Cultivando boas relações junto às periferias
Segundo Gerônimo Pereira da Silva, integrante da Direção Estadual do Rio Grande do Sul (RS), os trabalhos desenvolvidos no estado foram diversos, “de montagem de parquinhos, doação de móveis, marmitas solidárias, cadastramento das famílias no auxílio, entrega de cestas e a criação de cozinhas comunitárias. Tudo feito por diversas brigadas das regiões Metropolitanas, diretamente com a população nas periferias”, explica.
Para ele foi uma ação de trabalhador para trabalhador, “o auxílio [emergencial] era pouco e agora ele acaba. Principalmente no Natal, a nossa intenção é que as famílias tenham comida na mesa. Agora nós, do MST do Rio Grande do Sul, estamos doando na campanha Natal Sem Fome mais 12 toneladas de alimentos para a região Metropolitana de Porto Alegre e mais 10 toneladas distribuídas pelo estado afora”.
Além de ajudar aqueles que mais precisam, a organização criou vínculos com as periferias de todo o Brasil. Com o objetivo que vai além da caridade, com a intenção de construção e de fortalecimento da classe trabalhadora. “Estamos construindo a possibilidade de refletir sobre a nossa vida e existência”, conta Ceres.
Para Gerônimo, o MST só está ressaltando o que é sua missão. “Nós trabalhadores ficamos muito felizes de poder ajudar nesse momento, é uma tarefa nossa no campo produzir alimento e distribui-lo para outros trabalhadores”.
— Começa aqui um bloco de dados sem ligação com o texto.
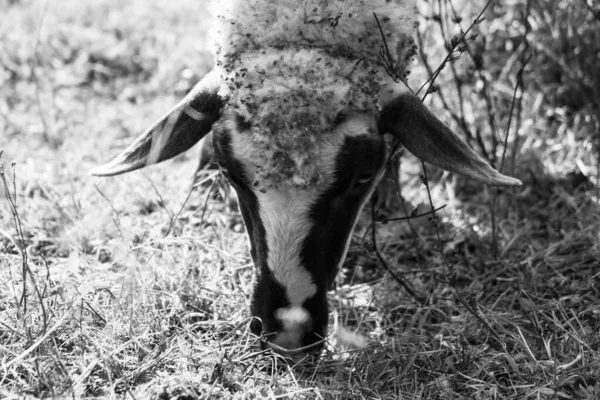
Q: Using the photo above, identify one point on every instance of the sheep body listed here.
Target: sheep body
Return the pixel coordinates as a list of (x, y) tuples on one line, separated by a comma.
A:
[(291, 66)]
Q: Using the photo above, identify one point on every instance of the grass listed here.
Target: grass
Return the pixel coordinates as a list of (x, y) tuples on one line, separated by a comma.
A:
[(120, 288)]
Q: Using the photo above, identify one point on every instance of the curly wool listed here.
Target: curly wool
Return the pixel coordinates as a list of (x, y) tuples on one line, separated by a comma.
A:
[(291, 66)]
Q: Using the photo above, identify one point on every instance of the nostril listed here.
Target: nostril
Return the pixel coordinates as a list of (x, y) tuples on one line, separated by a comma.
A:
[(256, 326)]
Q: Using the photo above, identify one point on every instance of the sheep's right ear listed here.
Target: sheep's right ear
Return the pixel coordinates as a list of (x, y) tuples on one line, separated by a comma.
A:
[(176, 132)]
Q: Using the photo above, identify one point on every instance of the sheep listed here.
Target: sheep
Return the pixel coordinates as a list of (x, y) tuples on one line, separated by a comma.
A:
[(298, 103)]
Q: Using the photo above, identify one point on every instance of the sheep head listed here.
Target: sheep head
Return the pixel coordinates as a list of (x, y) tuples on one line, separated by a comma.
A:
[(298, 103)]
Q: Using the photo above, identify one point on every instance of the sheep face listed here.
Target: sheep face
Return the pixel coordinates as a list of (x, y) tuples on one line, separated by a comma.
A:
[(298, 103), (299, 235)]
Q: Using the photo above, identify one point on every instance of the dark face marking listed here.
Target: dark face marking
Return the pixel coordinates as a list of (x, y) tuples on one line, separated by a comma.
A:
[(299, 238), (358, 168)]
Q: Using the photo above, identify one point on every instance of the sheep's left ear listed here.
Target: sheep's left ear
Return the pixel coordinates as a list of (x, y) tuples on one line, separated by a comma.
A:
[(424, 135), (181, 128)]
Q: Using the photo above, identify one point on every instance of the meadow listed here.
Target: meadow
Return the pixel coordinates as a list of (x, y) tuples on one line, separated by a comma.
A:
[(137, 286)]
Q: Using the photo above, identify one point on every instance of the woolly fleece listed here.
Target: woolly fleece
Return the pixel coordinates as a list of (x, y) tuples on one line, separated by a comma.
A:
[(291, 66)]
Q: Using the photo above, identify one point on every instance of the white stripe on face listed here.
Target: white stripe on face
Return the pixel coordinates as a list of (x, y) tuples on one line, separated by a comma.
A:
[(284, 213)]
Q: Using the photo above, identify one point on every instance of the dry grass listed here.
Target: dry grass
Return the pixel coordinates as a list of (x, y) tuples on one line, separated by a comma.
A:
[(119, 288)]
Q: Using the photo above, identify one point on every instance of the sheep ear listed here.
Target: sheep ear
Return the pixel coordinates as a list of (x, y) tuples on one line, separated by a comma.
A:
[(424, 135), (181, 128)]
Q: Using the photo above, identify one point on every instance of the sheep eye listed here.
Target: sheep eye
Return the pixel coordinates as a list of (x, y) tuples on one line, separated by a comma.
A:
[(363, 179)]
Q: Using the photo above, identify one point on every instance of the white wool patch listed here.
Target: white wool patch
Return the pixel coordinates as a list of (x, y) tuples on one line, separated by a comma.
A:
[(290, 66), (349, 340), (295, 322), (292, 317)]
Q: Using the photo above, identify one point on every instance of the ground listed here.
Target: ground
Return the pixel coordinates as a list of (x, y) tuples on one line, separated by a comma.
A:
[(137, 287)]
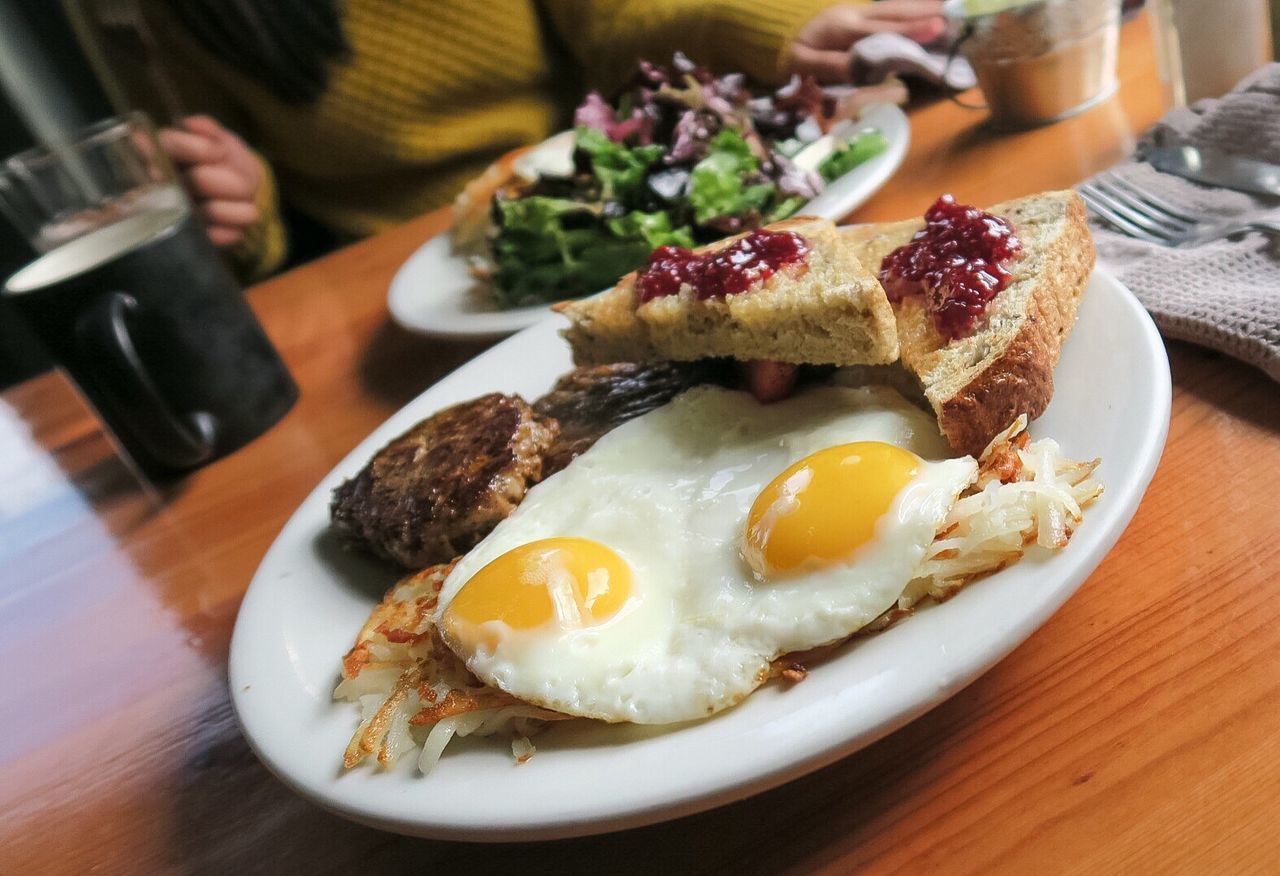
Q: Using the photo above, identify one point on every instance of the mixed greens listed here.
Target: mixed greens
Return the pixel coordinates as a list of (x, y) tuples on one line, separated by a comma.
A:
[(682, 158)]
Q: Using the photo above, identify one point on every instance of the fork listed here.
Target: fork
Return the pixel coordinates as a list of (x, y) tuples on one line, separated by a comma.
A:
[(1141, 214)]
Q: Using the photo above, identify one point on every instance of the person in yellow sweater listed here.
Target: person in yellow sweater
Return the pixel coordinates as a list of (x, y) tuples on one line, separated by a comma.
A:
[(366, 113)]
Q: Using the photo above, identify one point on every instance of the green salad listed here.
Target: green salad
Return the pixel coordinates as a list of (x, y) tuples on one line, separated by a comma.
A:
[(680, 159)]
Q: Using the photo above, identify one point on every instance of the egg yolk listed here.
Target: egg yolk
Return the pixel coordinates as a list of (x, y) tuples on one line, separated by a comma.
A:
[(823, 507), (570, 582)]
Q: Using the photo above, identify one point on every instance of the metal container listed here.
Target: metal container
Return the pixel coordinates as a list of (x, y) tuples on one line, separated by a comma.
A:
[(1040, 60)]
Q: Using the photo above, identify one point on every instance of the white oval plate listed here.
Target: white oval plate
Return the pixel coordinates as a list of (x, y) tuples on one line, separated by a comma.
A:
[(309, 600), (433, 293)]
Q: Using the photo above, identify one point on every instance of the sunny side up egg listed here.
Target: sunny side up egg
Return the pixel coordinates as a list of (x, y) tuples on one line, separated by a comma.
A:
[(656, 578)]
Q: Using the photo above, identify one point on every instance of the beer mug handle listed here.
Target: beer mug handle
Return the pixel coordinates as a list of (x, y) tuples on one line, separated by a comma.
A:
[(173, 439)]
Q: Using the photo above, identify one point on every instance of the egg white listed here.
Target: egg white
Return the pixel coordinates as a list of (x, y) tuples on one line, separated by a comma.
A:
[(670, 492)]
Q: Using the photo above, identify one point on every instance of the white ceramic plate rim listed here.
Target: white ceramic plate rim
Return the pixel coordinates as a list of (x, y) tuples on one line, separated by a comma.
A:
[(302, 611), (432, 292)]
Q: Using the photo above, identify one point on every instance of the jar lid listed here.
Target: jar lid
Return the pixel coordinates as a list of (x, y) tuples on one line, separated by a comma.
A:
[(963, 9)]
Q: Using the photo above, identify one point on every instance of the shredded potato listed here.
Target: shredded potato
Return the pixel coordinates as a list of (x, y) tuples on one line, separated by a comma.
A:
[(1027, 493), (414, 692)]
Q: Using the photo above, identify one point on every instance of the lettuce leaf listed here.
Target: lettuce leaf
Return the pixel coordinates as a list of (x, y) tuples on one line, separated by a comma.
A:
[(620, 168), (716, 185), (549, 249), (653, 228), (863, 147)]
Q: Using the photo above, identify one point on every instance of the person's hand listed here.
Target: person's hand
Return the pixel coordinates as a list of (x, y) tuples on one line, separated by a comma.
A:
[(822, 46), (220, 173)]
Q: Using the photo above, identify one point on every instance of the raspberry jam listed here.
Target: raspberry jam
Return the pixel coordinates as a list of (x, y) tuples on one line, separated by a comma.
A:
[(732, 270), (958, 261)]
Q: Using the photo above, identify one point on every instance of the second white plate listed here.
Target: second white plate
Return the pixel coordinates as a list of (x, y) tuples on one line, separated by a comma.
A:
[(433, 293)]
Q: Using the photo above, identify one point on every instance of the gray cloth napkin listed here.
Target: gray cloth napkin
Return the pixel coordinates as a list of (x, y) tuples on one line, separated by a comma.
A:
[(1223, 295)]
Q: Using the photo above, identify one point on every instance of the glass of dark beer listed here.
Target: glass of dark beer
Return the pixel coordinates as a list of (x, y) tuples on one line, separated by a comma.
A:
[(135, 302)]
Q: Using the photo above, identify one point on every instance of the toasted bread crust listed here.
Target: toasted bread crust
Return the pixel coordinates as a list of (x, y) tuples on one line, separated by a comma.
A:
[(978, 387), (824, 310), (1020, 381)]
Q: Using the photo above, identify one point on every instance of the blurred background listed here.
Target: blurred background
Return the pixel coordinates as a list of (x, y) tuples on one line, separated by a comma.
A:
[(60, 68)]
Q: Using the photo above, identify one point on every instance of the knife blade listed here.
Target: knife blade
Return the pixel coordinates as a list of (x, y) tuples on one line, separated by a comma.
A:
[(1215, 168)]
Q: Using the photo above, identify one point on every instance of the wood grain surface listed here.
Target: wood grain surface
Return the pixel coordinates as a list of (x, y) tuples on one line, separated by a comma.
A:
[(1136, 731)]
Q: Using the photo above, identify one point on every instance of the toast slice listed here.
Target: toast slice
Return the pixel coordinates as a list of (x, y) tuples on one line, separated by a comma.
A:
[(979, 384), (827, 309)]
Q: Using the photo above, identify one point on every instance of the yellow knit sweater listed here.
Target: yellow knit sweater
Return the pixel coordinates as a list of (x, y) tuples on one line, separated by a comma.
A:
[(434, 90)]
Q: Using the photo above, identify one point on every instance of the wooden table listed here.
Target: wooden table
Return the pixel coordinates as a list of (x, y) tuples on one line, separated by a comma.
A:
[(1134, 731)]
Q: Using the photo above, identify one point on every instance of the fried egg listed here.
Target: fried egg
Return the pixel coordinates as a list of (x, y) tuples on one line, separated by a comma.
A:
[(656, 578)]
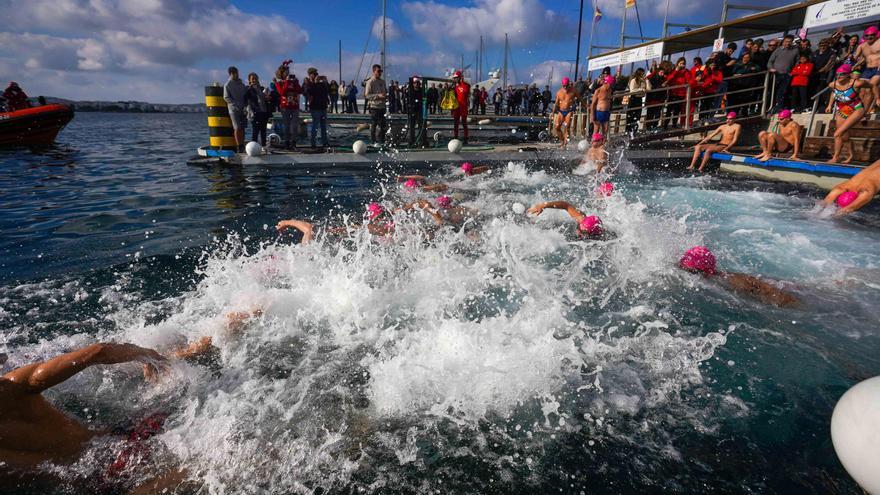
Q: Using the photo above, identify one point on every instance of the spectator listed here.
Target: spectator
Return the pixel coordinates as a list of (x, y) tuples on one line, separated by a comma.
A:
[(334, 97), (351, 92), (289, 91), (234, 93), (317, 93), (781, 61), (638, 87), (800, 80), (257, 98), (376, 94)]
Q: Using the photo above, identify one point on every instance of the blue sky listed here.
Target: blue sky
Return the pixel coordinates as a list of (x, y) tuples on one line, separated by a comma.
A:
[(164, 51)]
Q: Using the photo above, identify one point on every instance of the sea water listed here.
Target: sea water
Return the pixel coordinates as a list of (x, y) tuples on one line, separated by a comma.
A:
[(504, 356)]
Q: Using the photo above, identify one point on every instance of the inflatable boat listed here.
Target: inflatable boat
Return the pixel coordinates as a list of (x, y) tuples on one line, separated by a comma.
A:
[(33, 126)]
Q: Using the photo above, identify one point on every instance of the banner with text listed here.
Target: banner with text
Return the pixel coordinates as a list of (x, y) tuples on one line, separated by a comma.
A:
[(647, 52), (836, 11)]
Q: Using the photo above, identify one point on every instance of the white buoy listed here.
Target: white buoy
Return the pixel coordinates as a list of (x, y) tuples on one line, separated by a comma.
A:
[(855, 433), (253, 148)]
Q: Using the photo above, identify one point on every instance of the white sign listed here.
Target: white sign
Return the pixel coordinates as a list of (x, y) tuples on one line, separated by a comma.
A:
[(647, 52), (835, 11)]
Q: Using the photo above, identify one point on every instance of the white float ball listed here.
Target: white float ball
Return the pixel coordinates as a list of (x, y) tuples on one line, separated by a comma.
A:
[(855, 433), (252, 148)]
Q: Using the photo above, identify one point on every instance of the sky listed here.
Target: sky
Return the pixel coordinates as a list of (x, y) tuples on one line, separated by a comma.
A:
[(166, 51)]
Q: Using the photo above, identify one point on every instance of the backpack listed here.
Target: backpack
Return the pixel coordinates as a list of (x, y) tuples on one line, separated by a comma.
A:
[(450, 102)]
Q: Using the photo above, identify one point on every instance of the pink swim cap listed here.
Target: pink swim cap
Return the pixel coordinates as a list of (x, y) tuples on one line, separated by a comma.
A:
[(591, 225), (698, 259), (847, 198), (605, 189), (374, 210)]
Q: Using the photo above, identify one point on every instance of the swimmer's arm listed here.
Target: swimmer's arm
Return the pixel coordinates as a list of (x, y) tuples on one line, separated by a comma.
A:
[(38, 377), (306, 228)]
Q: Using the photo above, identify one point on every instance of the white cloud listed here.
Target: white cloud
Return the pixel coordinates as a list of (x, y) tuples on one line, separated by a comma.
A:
[(526, 22)]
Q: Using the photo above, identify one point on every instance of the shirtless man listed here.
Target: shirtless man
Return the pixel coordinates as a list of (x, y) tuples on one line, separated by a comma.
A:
[(864, 184), (562, 109), (869, 54), (700, 260), (600, 106), (589, 226), (32, 430), (788, 138), (729, 135)]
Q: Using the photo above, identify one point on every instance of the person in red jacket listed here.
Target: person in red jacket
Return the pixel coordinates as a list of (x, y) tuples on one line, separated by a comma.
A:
[(682, 78), (462, 94), (800, 79)]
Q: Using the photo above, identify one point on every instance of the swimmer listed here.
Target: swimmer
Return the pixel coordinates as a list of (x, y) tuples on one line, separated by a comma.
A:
[(857, 192), (419, 181), (589, 226), (33, 431), (700, 260), (729, 135), (470, 170), (563, 108), (596, 154), (788, 138), (600, 106)]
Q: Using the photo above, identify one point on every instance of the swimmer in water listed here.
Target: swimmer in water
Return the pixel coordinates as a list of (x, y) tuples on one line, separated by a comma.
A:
[(857, 192), (419, 181), (589, 226), (729, 135), (470, 170), (33, 431), (700, 260)]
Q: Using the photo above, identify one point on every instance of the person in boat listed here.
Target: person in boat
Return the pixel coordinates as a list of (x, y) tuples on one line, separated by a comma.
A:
[(856, 192), (729, 132), (34, 432), (588, 226), (787, 139), (700, 260), (848, 109), (563, 109), (15, 97)]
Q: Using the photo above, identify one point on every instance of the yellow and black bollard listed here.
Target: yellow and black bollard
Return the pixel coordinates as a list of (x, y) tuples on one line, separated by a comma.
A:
[(219, 125)]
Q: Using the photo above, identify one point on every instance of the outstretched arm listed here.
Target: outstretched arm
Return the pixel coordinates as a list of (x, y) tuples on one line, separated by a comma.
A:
[(38, 377), (558, 205)]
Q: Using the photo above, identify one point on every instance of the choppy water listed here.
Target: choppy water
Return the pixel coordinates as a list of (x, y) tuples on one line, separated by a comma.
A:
[(506, 357)]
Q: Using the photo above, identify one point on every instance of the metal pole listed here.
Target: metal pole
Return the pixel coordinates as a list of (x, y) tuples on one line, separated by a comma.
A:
[(383, 40), (577, 57)]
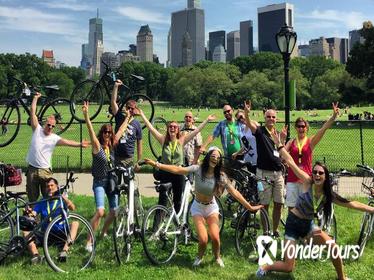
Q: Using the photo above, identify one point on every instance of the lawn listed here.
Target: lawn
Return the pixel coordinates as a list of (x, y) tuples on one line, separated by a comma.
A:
[(105, 266), (340, 147)]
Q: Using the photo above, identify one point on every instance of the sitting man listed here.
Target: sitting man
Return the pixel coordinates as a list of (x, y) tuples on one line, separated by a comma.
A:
[(44, 208)]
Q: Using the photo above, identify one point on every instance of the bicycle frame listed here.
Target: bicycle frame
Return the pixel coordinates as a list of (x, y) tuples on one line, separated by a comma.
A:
[(182, 211)]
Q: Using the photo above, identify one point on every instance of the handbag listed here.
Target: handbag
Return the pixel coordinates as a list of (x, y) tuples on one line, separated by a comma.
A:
[(112, 183)]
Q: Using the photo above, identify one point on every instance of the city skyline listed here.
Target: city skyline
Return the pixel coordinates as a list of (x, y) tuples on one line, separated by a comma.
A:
[(62, 26)]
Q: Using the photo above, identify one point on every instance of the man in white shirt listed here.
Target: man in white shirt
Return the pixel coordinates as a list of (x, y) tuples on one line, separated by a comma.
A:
[(42, 144)]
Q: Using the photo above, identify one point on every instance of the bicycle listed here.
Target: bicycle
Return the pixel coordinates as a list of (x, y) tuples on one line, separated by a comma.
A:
[(10, 115), (95, 92), (249, 225), (57, 235), (367, 187), (129, 215), (162, 226)]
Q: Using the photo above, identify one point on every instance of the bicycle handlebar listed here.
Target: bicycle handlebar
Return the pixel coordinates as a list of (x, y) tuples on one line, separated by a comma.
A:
[(366, 167)]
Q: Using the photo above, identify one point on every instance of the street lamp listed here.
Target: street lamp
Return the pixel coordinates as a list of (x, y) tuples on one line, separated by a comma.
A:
[(286, 41)]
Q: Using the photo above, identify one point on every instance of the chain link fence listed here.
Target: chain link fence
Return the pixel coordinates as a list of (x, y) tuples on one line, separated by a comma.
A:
[(344, 145)]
Ceres também avalia medidas que foram tomadas para continuar o desenvolvimento interno, no qual houve a necessidade de fortalecer áreas como a de saúde popular, não apenas nos territórios da organização, mas também nas periferias e ocupações urbanas.
Muitos dos camponeses que hoje vivem em acampamentos e assentamentos, produzindo alimentos saudáveis, conhecem a dificuldade da vida nas periferias das grandes e médias cidades do país. Então, os vínculos entre o campo e a cidade saem fortificados neste final de 2020.
Ceres destaca que, do ponto de vista da batalha das ideias, 2020 foi um ano muito importante, “tanto do ponto de vista da crítica, quanto do ponto de vista do anúncio daquilo que a gente pode e está construindo como alternativa para o povo brasileiro”. O plano emergencial, “ao apontar como eixo fundamental terra e trabalho, a produção de alimentos saudáveis, o cuidado com a biodiversidade, os bens naturais e a vida, e esse cuidado com as nossas relações humanas, aponta uma saída concreta para a sociedade brasileira”, conclui.